Murkowski refused to recognize his total lack of experience as a program manager and fired everyone who had the audacity to give him honest feedback and wise counsel. He apparently thought he knew everything about everything and seemingly still believes he is above the Rule of Law, a frightening specter for all Alaskans.
During Mrs. Palin’s campaign, she said Alaskans deserved the best deal obtainable for a gas pipeline contract ASAP. To accomplish this, she should recognize her own lack of complex program management experience and surround herself with the smartest, most experienced management team she can find, who will always give her honest, constructive feedback.
Also, she should spend some of the state’s money to hire a top notch legal team, with extensive oil/natural gas industry experience, to help her negotiate a definitive gas pipeline contract in the best interests of Alaska.
A few million spent now to accomplish this contract would be a good, long-term investment of state funds. (Her legal team’s remuneration incentive might be conditional on how good a deal they negotiate for Alaska, in a reasonable period of time.)

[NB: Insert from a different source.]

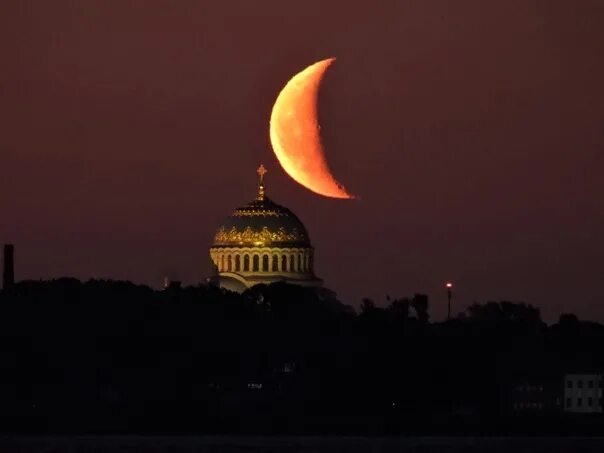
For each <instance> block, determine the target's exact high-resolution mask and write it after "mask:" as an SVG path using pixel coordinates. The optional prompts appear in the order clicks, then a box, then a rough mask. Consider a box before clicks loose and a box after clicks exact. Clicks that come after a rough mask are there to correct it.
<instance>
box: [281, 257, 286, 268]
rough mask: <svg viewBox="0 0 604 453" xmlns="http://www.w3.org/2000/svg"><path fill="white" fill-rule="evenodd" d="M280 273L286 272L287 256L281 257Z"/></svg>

In addition, once she is governor, she should convince Alaskans they still have a democratic, elected, representative-of-the-people form of government. The “king” and at least two “princes” were removed by the voters. She should remove others who were not affected by the electoral process, but who subscribed to Murkowski’s philosophies/policies, and who will give her a bad name, if they are allowed to remain in her new administration.
Cleaning house of these derelicts is a definite requirement to enhance her gubernatorial image in Alaska and the United States.
She should reconsider the costly and divisive “roads and bridges to nowhere.” They represent apparent incestuous political favors and a “development at any cost” policy, which the Last Frontier cannot afford. The development of Alaska should be a carefully thought-out, planned and integrated, long-term process.
She should also reconsider her avowed position on aggressive aerial killing of wolves and bears, and Murkowski’s Board of Game’s trophy hunting in Alaska’s wildlife sanctuaries, beginning in 2007. These practices violate the Alaska Constitution’s provision of citizen’s equal access to Alaska’s natural resources, while denigrating Alaska’s tourism image on an international scale.
Mrs. Palin faces many difficult management challenges over the next four to eight years, and for the sake of all Alaskans, I truly wish her success in all her endeavors.